Roads roundup

Opposition to the Stonehenge Tunnel is building. On World Heritage Day this Saturday (18 April), the Stonehenge Alliance is calling on political leaders to pledge their support for safeguarding the Stonehenge World Heritage Site (WHS). Current proposals to widen the A303 with a short tunnel threaten the future of this landscape, the alliance says. With only a few weeks before the General Election, the Alliance is asking politicians for a commitment to protecting the whole of the WHS, in line with the UK’s obligation under the UNESCO World Heritage Convention. There are growing petitions internationally and in the UK against the project. 

Industry has responded to Labour’s pledge to spend an additional £300M on potholes on top of the £400M already allocated by the Coalition. Chief executive of the Civil Engineering Contractors Association Alasdair Reisner said: "Councils estimate that £12 billion worth of repairs are needed in England alone to bring the network up to scratch. This growing backlog of work must trigger an urgent rethink of the way repairs are funded. A one-off programme of intensive improvements to local roads would significantly reduce the long-term cost of maintaining the network. But there is a need for a new funding model to tackle highways maintenance once and for all. To ensure there is enough money for highways maintenance alongside other major infrastructure projects, we have proposed wider use of prudential borrowing, while consideration should also be given to private finance models and the targeted use of local authority reserves.”

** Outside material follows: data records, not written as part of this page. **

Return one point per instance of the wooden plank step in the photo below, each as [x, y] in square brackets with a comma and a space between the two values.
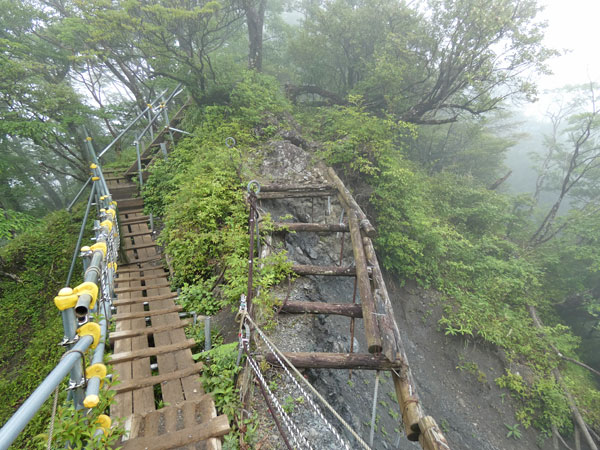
[142, 314]
[216, 427]
[144, 260]
[151, 351]
[323, 360]
[130, 385]
[149, 277]
[136, 233]
[343, 271]
[126, 334]
[134, 300]
[293, 194]
[140, 246]
[141, 288]
[341, 309]
[313, 227]
[134, 220]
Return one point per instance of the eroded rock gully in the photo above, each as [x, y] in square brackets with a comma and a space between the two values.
[468, 406]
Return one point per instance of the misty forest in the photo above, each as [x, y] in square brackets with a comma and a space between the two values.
[487, 215]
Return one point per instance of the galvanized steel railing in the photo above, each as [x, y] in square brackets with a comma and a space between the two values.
[86, 309]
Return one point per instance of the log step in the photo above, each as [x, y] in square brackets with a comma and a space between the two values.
[215, 427]
[134, 300]
[341, 309]
[322, 360]
[151, 351]
[141, 288]
[130, 385]
[140, 246]
[313, 227]
[125, 334]
[343, 271]
[143, 314]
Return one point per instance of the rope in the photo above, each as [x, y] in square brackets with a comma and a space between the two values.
[316, 393]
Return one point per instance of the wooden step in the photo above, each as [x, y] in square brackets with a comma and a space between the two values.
[150, 277]
[151, 351]
[136, 233]
[130, 385]
[215, 427]
[152, 298]
[140, 246]
[142, 314]
[134, 220]
[341, 309]
[147, 331]
[141, 288]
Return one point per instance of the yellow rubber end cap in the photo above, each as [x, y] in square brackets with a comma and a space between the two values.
[91, 401]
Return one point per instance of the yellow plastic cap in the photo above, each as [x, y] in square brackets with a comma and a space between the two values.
[91, 401]
[104, 421]
[90, 288]
[90, 329]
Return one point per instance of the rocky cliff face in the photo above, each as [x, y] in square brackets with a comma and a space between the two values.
[455, 378]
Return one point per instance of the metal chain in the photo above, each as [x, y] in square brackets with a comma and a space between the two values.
[293, 430]
[305, 394]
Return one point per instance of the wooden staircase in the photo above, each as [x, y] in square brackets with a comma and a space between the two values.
[159, 394]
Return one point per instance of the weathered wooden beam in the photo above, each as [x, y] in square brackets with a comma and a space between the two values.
[295, 187]
[347, 198]
[139, 383]
[372, 331]
[151, 351]
[294, 194]
[312, 227]
[340, 309]
[321, 360]
[333, 271]
[146, 331]
[142, 314]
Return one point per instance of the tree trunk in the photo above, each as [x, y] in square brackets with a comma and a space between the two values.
[255, 17]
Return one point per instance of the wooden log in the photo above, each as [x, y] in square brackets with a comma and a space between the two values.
[140, 383]
[295, 187]
[431, 437]
[151, 351]
[152, 298]
[126, 334]
[347, 198]
[216, 427]
[142, 314]
[311, 227]
[372, 331]
[141, 288]
[294, 194]
[340, 309]
[323, 360]
[333, 271]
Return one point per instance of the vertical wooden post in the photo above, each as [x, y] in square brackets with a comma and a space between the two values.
[364, 286]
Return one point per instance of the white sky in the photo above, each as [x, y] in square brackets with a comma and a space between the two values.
[572, 26]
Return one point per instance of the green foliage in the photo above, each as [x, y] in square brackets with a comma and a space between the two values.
[218, 377]
[40, 257]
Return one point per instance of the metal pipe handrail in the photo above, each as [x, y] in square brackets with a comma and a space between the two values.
[18, 421]
[131, 124]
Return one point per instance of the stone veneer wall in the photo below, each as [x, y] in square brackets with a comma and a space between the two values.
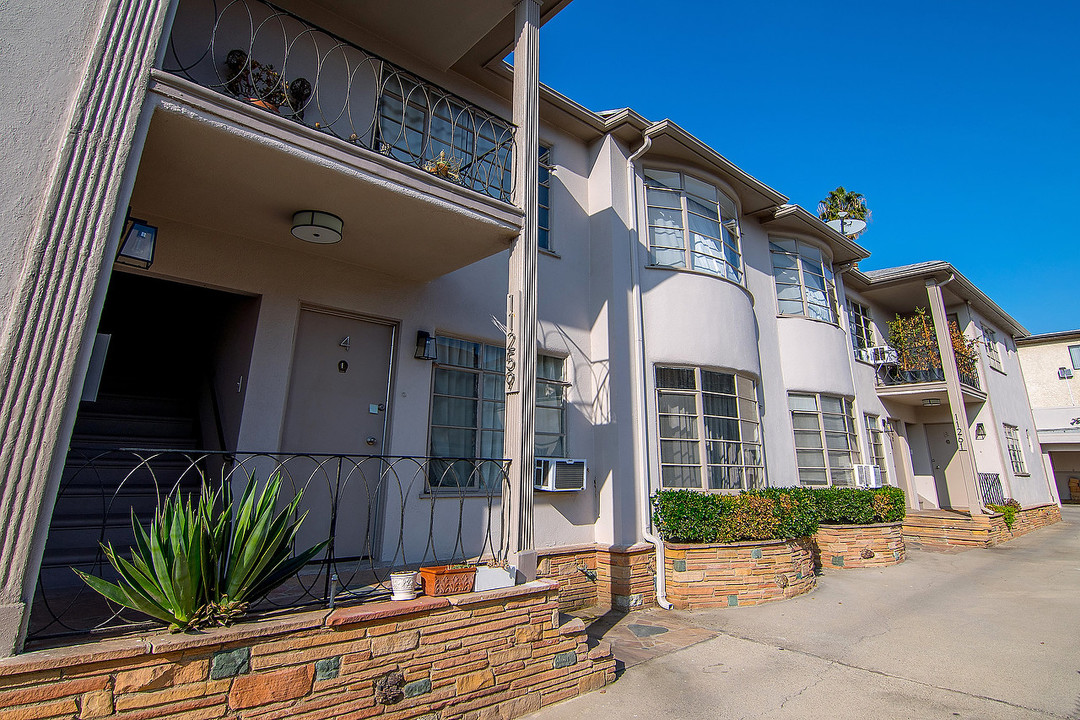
[624, 575]
[960, 532]
[721, 575]
[494, 654]
[849, 545]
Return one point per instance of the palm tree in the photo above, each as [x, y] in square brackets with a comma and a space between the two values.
[841, 200]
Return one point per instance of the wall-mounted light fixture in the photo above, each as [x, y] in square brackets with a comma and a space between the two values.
[318, 227]
[137, 242]
[424, 345]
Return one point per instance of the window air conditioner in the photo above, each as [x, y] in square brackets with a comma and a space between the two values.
[877, 355]
[867, 476]
[558, 475]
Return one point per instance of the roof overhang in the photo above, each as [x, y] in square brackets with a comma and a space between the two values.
[797, 219]
[902, 288]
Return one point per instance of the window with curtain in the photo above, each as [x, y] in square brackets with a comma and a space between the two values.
[825, 442]
[710, 430]
[690, 225]
[875, 443]
[468, 408]
[543, 216]
[1015, 451]
[804, 280]
[862, 328]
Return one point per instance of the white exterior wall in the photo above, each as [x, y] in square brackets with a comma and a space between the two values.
[44, 45]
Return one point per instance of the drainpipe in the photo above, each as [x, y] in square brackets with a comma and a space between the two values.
[639, 380]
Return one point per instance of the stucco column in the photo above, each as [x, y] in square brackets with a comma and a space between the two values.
[522, 293]
[963, 450]
[46, 335]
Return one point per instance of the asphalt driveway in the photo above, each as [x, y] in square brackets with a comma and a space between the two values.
[977, 634]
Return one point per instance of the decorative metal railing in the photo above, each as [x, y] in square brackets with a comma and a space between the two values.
[894, 374]
[990, 490]
[377, 513]
[279, 63]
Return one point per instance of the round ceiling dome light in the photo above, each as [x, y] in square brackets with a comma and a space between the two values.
[316, 227]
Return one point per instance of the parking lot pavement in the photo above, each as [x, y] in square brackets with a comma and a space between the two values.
[979, 634]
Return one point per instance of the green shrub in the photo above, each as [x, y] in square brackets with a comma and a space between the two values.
[1008, 513]
[859, 506]
[691, 516]
[194, 567]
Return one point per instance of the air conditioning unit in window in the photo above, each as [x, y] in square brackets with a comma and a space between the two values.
[867, 476]
[559, 475]
[877, 355]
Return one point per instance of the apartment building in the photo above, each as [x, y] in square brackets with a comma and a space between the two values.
[368, 253]
[1051, 362]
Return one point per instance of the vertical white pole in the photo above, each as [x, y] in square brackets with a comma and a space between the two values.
[522, 291]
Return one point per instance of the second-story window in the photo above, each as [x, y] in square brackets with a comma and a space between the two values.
[690, 225]
[862, 328]
[990, 343]
[543, 215]
[804, 277]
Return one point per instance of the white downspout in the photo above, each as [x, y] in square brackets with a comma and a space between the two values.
[640, 399]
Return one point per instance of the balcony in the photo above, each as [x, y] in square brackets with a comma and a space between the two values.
[916, 378]
[260, 113]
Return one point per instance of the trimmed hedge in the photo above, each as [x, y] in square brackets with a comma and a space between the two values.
[858, 506]
[691, 516]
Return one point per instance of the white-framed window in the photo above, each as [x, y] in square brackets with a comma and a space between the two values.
[875, 443]
[468, 410]
[543, 216]
[710, 430]
[1015, 451]
[990, 343]
[691, 225]
[551, 407]
[804, 280]
[826, 444]
[862, 327]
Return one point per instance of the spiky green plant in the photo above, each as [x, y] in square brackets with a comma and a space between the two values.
[197, 568]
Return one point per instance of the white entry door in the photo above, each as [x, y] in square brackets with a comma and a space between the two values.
[338, 396]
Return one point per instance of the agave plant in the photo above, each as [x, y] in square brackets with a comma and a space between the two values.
[197, 568]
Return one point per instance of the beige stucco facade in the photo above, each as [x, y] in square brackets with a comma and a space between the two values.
[220, 178]
[1053, 384]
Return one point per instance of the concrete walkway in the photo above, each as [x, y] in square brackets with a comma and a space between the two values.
[976, 634]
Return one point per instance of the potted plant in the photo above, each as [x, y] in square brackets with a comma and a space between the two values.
[447, 579]
[404, 584]
[262, 85]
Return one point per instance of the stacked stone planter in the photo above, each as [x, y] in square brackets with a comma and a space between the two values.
[876, 545]
[731, 574]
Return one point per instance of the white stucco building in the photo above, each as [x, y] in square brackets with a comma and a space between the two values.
[693, 329]
[1051, 363]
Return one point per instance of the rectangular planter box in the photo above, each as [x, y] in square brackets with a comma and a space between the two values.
[445, 580]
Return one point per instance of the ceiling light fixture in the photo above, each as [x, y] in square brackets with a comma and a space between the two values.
[318, 227]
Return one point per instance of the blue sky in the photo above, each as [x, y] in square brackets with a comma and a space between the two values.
[958, 120]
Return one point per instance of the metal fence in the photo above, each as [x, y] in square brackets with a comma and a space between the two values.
[378, 514]
[990, 490]
[279, 63]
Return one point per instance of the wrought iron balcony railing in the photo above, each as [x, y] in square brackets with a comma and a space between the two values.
[272, 59]
[377, 514]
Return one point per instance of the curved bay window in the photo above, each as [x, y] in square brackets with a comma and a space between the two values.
[710, 430]
[691, 225]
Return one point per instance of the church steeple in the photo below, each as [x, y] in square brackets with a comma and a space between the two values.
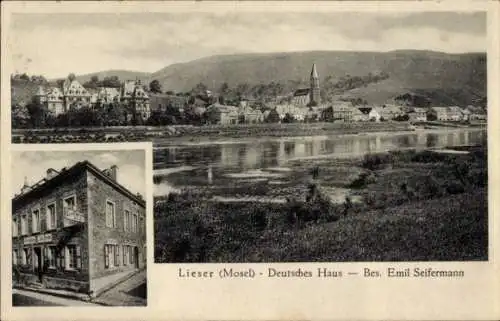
[314, 90]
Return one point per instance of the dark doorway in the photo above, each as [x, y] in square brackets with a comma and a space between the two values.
[136, 257]
[38, 262]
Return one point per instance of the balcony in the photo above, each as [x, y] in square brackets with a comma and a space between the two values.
[72, 217]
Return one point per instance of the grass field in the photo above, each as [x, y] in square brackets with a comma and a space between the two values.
[417, 206]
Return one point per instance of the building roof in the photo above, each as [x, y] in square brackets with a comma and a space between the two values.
[40, 187]
[419, 110]
[314, 72]
[448, 109]
[222, 108]
[301, 92]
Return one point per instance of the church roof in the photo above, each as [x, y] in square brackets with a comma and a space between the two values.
[301, 92]
[314, 72]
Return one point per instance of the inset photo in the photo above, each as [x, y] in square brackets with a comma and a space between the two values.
[79, 227]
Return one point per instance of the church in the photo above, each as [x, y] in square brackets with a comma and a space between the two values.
[308, 96]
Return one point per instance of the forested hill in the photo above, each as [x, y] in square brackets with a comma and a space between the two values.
[439, 77]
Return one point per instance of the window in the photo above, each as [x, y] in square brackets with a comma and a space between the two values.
[110, 214]
[35, 221]
[125, 254]
[26, 258]
[14, 227]
[116, 249]
[14, 257]
[24, 224]
[73, 260]
[51, 256]
[51, 216]
[70, 203]
[111, 255]
[126, 215]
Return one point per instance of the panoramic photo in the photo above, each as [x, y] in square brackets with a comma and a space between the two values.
[78, 228]
[330, 137]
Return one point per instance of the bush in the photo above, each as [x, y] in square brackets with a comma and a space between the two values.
[375, 161]
[362, 180]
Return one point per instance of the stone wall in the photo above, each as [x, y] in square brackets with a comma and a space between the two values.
[99, 192]
[73, 186]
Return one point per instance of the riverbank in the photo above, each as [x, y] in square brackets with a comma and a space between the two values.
[184, 134]
[193, 134]
[422, 206]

The Asphalt Industry Alliance is calling on whoever makes up the next government to recognise the importance of making a commitment to local road funding a priority. “It is disappointing to see that there is little – if any – reference to roads in the election manifestos of the main political parties,” said AIA chairman Alan MacKenzie. “Under current funding commitments every mile of our motorways and trunk roads will receive £1.4 million funding over the next six years while our local roads will see just £31,000 per mile. This is only enough for local authorities to keep pace with repairs but will do nothing to tackle the backlog or prevent continuing deterioration. It is critical that any incoming government recognises the importance of the funding commitments that are already in place, and the need to reach a position where our roads are maintained properly.”

Highways England is to hold briefing events on the new road maintenance regime to be trialled in the East Midlands as an alternative to the Asset Support Contract regime allowing the agency to adopt a more hands-on client role and smaller works packages. The events will be held on the 2nd and 3rd of June and 13 July.